I want to thank you for posting Drapers article. That was simple awe inspiring!

Oh one more thing notice he did say: “Goodbye
heavy bench presses, hello thoughtful dumbbell pressing.” :wink:

Dave’s a smart man![/quote]

Must be why the “pecs show no signs of improvment”. :stuck_out_tongue_winking_eye:

[quote]Testy1 wrote:
ZEB wrote:
throttle,

I want to thank you for posting Drapers article. That was simple awe inspiring!

Oh one more thing notice he did say: “Goodbye
heavy bench presses, hello thoughtful dumbbell pressing.” :wink:

Dave’s a smart man!

Must be why the “pecs show no signs of improvment”. :stuck_out_tongue_winking_eye:

[/quote]

No, it’s probably the reason that at his 60+ years he is still traing hard. Actually able to move his arms with no shoulder problems!

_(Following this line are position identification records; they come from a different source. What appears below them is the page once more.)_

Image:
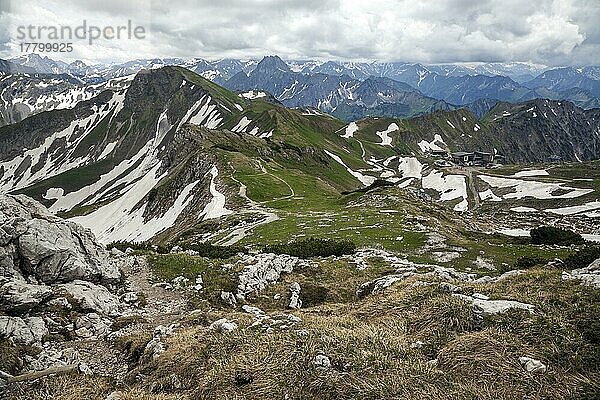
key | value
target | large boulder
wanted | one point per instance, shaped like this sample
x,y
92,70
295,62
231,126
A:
x,y
23,330
19,296
91,297
35,243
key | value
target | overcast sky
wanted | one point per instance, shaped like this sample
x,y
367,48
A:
x,y
550,32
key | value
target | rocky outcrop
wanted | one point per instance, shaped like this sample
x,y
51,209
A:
x,y
20,296
265,269
26,331
48,249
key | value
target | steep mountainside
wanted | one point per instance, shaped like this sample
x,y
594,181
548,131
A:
x,y
562,79
168,153
22,95
124,159
342,96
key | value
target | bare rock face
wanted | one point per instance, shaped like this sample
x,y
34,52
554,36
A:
x,y
48,248
42,258
23,330
20,296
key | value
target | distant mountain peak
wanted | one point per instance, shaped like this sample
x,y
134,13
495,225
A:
x,y
273,63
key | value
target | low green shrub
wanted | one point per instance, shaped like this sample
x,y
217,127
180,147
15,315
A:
x,y
583,257
527,262
313,247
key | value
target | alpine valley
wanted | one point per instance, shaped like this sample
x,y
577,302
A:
x,y
266,229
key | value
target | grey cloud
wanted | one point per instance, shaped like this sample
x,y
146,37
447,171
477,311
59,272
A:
x,y
552,32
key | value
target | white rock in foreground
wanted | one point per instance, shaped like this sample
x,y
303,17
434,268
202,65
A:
x,y
23,330
295,301
490,307
223,325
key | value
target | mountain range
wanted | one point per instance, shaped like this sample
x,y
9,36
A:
x,y
128,156
352,91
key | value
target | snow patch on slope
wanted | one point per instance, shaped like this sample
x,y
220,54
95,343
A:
x,y
386,140
216,207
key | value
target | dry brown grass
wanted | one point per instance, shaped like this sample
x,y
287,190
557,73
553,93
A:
x,y
369,344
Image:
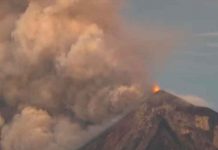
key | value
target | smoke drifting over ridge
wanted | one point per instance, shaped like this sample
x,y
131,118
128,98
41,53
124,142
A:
x,y
66,66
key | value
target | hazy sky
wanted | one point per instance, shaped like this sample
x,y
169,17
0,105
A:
x,y
193,68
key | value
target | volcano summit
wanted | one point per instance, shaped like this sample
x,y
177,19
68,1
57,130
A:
x,y
163,122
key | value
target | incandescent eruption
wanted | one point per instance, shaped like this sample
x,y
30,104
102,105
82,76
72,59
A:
x,y
66,67
156,88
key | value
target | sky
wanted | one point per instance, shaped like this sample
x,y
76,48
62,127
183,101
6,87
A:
x,y
192,68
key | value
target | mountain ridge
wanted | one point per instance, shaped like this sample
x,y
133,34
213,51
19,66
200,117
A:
x,y
163,122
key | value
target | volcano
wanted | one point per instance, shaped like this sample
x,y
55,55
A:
x,y
162,122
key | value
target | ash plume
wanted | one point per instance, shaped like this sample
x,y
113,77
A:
x,y
66,67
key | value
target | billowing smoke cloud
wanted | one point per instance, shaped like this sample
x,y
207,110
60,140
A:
x,y
66,66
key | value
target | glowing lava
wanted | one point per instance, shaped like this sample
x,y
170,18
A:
x,y
156,88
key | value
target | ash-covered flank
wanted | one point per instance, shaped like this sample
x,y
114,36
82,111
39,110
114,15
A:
x,y
163,122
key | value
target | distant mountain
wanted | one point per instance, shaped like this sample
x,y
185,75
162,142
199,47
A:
x,y
163,122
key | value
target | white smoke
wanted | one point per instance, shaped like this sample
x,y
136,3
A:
x,y
66,66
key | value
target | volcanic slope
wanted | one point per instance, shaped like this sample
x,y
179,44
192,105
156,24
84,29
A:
x,y
163,122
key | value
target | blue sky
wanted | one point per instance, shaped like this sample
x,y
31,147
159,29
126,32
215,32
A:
x,y
193,67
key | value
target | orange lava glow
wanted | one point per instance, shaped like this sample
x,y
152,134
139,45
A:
x,y
156,89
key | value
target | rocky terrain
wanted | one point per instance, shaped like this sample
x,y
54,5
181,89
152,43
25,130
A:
x,y
163,122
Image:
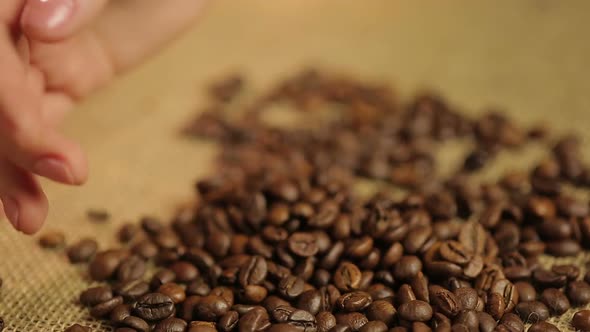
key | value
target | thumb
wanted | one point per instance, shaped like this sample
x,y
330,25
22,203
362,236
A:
x,y
55,20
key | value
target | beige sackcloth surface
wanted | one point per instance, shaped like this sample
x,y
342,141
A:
x,y
528,57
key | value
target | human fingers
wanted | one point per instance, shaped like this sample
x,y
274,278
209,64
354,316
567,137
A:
x,y
24,137
23,199
55,20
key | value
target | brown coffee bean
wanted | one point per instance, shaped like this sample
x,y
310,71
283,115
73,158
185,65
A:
x,y
543,327
532,311
95,295
415,310
555,300
171,324
52,240
82,251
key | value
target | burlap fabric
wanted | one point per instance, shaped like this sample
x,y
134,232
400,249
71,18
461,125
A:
x,y
528,56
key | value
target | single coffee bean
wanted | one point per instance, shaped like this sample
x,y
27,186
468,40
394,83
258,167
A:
x,y
136,323
171,324
82,251
526,291
382,311
228,321
543,327
52,240
495,305
211,307
105,263
581,320
132,290
303,244
131,268
154,307
532,311
407,267
184,271
174,291
354,320
105,308
415,310
374,326
256,319
354,301
325,321
95,295
74,328
555,300
578,292
347,277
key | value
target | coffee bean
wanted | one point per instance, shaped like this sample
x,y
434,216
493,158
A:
x,y
73,328
52,240
105,308
131,268
532,311
381,310
154,306
325,321
95,295
255,320
415,310
82,251
171,324
555,300
578,292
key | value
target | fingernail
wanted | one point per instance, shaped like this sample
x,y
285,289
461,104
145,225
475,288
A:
x,y
47,14
54,169
11,210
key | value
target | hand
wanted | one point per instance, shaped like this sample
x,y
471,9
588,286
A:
x,y
52,53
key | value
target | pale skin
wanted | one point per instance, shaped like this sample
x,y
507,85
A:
x,y
52,54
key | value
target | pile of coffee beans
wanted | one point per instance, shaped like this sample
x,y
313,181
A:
x,y
279,240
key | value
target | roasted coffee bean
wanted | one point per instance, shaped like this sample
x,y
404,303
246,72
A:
x,y
255,320
228,321
526,291
407,267
444,301
136,323
154,307
52,240
171,324
532,311
374,326
253,272
104,308
495,305
578,292
415,310
543,327
382,311
184,271
131,268
211,307
581,320
354,320
466,298
486,322
73,328
555,300
303,244
105,263
545,279
82,251
95,295
513,322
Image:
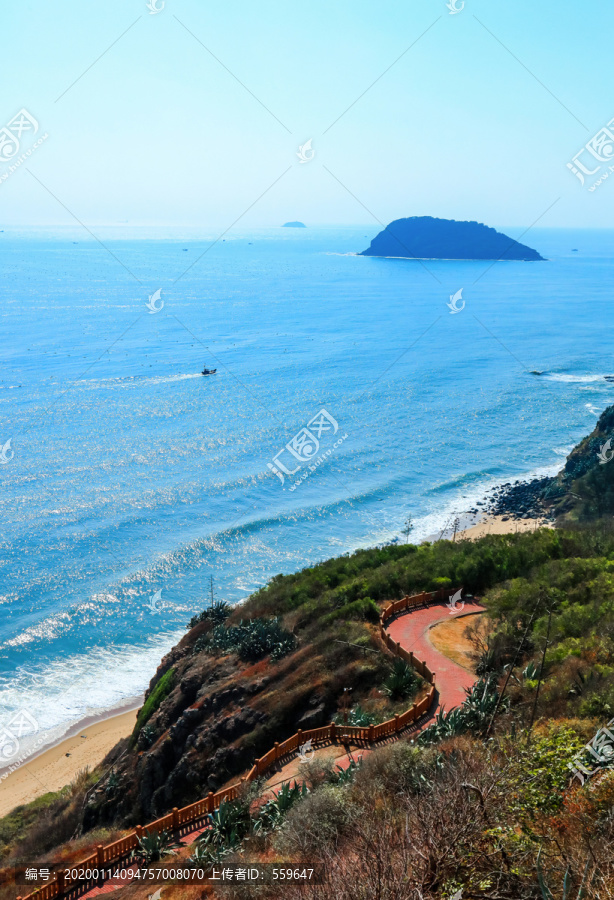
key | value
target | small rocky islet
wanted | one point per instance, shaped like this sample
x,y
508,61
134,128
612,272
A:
x,y
425,237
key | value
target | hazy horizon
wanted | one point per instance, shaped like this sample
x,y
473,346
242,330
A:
x,y
196,114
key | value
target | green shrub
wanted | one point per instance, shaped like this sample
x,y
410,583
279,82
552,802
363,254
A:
x,y
474,715
217,613
402,682
160,692
253,639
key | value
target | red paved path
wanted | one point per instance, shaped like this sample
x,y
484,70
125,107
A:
x,y
411,631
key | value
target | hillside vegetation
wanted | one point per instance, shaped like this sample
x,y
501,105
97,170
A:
x,y
467,808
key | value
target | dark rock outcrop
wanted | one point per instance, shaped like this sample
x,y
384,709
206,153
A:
x,y
423,237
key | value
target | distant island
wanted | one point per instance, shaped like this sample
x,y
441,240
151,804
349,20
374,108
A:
x,y
423,237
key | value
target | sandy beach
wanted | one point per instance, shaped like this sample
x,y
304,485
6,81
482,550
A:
x,y
56,767
502,525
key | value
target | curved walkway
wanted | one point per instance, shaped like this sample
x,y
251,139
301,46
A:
x,y
411,631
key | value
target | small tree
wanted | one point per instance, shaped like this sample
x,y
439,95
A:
x,y
407,528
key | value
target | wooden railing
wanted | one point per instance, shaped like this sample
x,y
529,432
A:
x,y
177,820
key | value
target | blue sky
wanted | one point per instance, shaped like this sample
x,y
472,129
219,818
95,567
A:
x,y
476,120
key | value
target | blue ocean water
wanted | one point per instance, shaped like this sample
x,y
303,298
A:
x,y
133,474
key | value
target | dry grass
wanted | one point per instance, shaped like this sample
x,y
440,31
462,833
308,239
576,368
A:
x,y
450,638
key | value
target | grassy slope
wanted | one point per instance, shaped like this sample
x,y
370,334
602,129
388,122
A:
x,y
569,573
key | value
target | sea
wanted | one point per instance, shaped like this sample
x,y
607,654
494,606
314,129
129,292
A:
x,y
349,397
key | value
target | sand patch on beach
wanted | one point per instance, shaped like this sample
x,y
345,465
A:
x,y
59,765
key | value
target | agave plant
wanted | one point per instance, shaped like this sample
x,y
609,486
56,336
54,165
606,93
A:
x,y
272,812
401,682
530,671
343,776
475,713
567,885
228,825
253,639
205,856
153,845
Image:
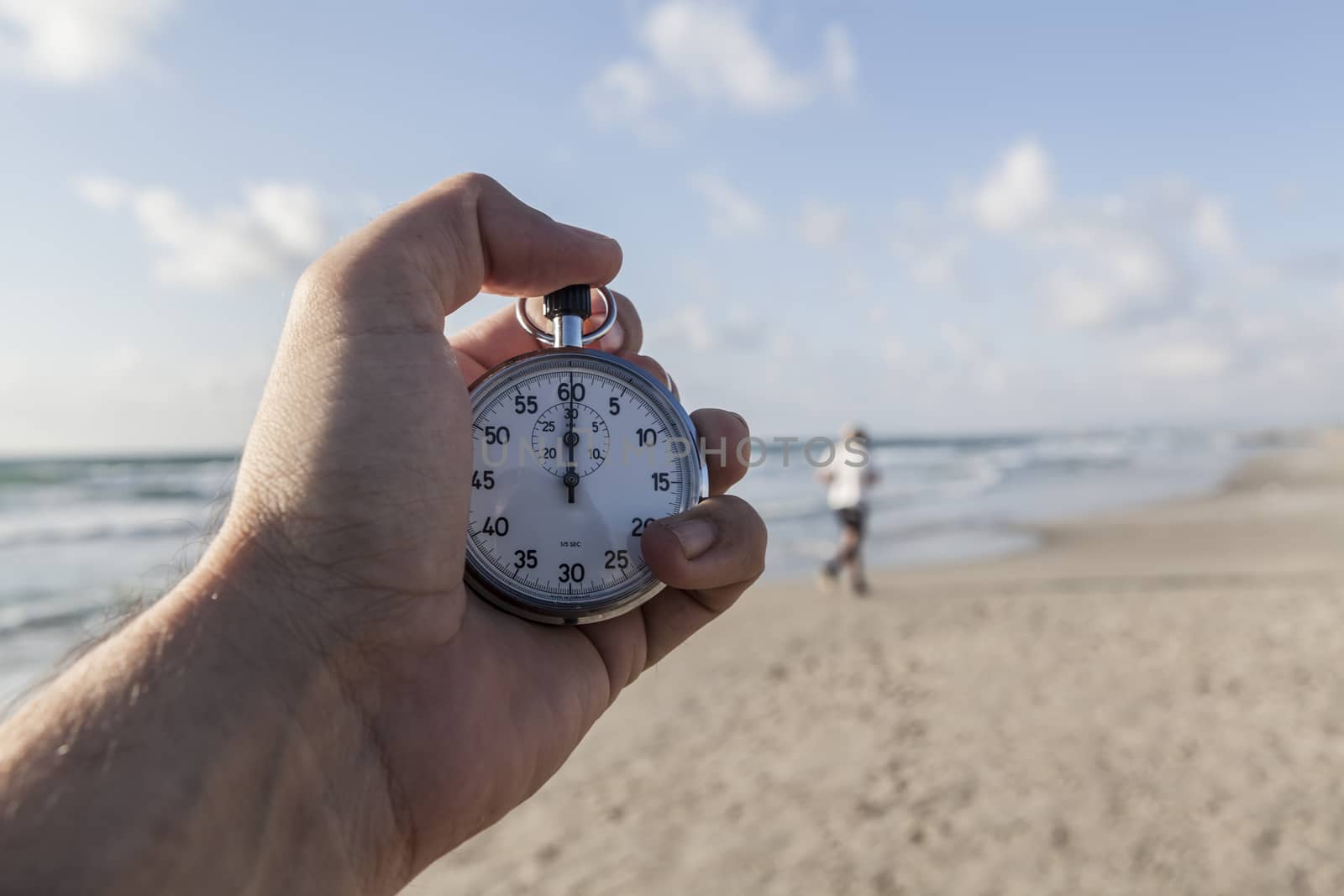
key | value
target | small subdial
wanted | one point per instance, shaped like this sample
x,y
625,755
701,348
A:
x,y
570,437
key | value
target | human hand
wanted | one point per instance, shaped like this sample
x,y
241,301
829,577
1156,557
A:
x,y
349,516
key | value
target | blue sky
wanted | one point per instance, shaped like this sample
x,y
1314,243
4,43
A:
x,y
952,217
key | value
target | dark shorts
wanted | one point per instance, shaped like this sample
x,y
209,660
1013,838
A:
x,y
851,519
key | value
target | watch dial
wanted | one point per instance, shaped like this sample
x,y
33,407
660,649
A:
x,y
575,454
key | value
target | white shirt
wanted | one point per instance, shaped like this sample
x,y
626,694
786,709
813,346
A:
x,y
850,485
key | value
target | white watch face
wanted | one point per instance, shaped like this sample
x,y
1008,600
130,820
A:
x,y
575,454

Regarding the initial post…f-ing awesome.

Congrats,
Tucker

Senseil,
Thanks for the inspiring post. Our body’s will sure rust out before they wear out. Even if I’m not as strong or big as I was before, being under the iron is its own reward.
old dogg

Great workout, just awesome and HAPPY BIRTHDAY!!! I can still remember back to when I was 55 years old. Tose were the good old days. Keep up the good work.

TNT

Happy Birthday!

Lets make this a challenge for all of us reaching 55 - to squat 305 before our 55th birthday.

I have until August to hit that weight and age. I started eight months ago with a 90 pound squat. I have since worked up to 255. I should be able to hit 305 by August - maybe 315.

I’d like to add a little to this thread if I may. I’m 53, have been working out almost 20 years now. I’m 5’ 8" and 207 lbs. Prior to prostate cancer surgery 9 months ago, I was squatting parallel or below 365 for 5 sets of 5 and I would finish off with 20 reps of 225. My goal was to hit 405 which I never reached. Getting back to the prostate surgery, I lost 20 lbs in 6 weeks from not working out and felt very weak. When I returned to squating I could hardly squat 225 for 5. During the past 8 months my squat has gone up to 3 sets of 8 for 335 and my body weight is back to 207. I’m not bragging but just wanted to point out that setbacks can be overcome and is not the end of the world.